Careers Lessons Learned from Ensuring Circulating Fluidized Bed (CFB) Boiler Reliability
Interview with the Boiler Engineering and Maintenance Specialist
We are interviewing Joel Taylor, Boiler Engineering and Maintenance Specialist. Joel has ensured reliable operation of 7 Circulating Fluidized Bed Boilers between 4 Plants across his 15 Years of CFB Experience. Joel’s recent experience comes from 2X Foster Wheeler CFB Boilers that were burning Lignite Coal. Interviewing Joel is Ed Griffith, IGS CFB Boiler (SMARTGard®) Thermal Spray Expert, Integrated Global Services.
Ed:
Why did you initially decide to use thermal spray as part of your erosion mitigation and reliability strategy?
Joel:
One of the reasons is you need to consider what’s going on, what the erosion pattern is, or even the corrosion pattern. If it’s pure erosion, then you need to create a surface that is extremely smooth and that easily transitions from bare tube over into the thermal spray surface. If you use weld overlay, it’s going to be really bumpy, there’s a large step change from bare tube to welded overlay or hard facing. Whereas, thermal spray offers a very smooth transition. And when I’m saying smooth, I’m talking down to thousandths of an inch, whereas the welding is much more pronounced.
Ed:
Weld overlay, aka hard facing, is often used in erosion or wear situations. Have you considered using it in your boilers?
Joel:
We did not consider hard facing. The units I worked on had high-ash coals and extremely abrasive ash. Hard surfacing creates irregular patterns, in terms of smoothness, which set up small locations for eddys. Some areas in the boilers I worked on were hard faced, and we removed that hard facing each year, based on priority, because it began gouging into the tubes.
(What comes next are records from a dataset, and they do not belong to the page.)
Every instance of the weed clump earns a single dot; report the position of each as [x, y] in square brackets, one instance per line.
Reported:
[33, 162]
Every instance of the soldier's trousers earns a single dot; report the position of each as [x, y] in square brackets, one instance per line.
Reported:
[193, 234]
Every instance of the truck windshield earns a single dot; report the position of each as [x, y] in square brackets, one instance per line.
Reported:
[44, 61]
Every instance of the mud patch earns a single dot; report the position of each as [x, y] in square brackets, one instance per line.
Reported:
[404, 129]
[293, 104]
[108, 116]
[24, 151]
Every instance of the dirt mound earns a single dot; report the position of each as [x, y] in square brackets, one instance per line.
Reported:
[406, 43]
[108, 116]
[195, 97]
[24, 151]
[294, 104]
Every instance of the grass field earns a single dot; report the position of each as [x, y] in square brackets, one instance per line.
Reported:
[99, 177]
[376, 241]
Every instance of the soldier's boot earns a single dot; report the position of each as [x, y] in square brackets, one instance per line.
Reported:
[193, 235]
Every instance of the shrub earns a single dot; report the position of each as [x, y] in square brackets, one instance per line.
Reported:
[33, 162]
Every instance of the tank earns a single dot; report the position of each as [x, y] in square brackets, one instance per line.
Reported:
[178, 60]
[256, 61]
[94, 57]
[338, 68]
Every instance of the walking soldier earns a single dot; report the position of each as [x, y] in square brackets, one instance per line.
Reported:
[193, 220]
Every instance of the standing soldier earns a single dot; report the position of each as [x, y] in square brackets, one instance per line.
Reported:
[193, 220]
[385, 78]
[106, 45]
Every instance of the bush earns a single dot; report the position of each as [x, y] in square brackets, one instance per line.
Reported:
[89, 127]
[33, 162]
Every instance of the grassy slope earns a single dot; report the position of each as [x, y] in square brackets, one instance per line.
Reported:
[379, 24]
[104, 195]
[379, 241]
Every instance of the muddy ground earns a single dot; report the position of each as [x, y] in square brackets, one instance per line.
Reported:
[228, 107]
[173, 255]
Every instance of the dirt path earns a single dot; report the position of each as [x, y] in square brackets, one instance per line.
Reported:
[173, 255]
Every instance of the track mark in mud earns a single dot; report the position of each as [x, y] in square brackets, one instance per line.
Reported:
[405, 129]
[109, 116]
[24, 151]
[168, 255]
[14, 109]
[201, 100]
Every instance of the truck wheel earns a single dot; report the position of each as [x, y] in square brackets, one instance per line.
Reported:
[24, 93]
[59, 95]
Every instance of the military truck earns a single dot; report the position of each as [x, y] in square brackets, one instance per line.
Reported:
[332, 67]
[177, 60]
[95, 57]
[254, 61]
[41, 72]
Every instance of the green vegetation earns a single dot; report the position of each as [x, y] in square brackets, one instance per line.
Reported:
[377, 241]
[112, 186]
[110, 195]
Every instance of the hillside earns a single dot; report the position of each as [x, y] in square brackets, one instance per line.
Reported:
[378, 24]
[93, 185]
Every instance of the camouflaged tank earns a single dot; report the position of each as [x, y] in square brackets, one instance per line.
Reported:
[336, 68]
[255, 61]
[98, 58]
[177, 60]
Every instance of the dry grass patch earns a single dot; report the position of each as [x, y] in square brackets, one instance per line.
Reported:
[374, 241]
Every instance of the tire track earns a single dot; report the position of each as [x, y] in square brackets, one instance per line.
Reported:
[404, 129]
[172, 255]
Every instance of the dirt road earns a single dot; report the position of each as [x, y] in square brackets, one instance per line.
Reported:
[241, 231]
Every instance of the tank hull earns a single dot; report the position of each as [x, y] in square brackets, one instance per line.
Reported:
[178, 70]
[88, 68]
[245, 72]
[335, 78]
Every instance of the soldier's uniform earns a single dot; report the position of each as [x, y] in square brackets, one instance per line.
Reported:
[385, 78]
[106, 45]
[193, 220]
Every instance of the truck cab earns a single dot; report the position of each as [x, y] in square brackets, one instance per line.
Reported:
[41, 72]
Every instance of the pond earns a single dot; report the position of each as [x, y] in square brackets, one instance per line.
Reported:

I also worked with a small boiler where hard facing was used in the lower combustor, and it performed well for years until a fuel change. After that, the hard facing could no longer withstand the new ash recirculating in the CFB, and they eventually switched to a High Velocity Thermal Spray (HVTS) application.
Ed:
With regards to various locations in the boiler, various erosion rates, what is the range of problems that you solved with HVTS?
Joel:
During an inspection, break the boiler into sections: lower combustor, front wall, roof tubes, side walls, and rear wall upper combustor (high erosion zones).
The most erosion occurs in the lower combustor corners, with erosion decreasing higher up, except near cyclone outlets. On side walls, one tube faces greater wear, while the opposite side shows none. IGS adjusted specs based on this.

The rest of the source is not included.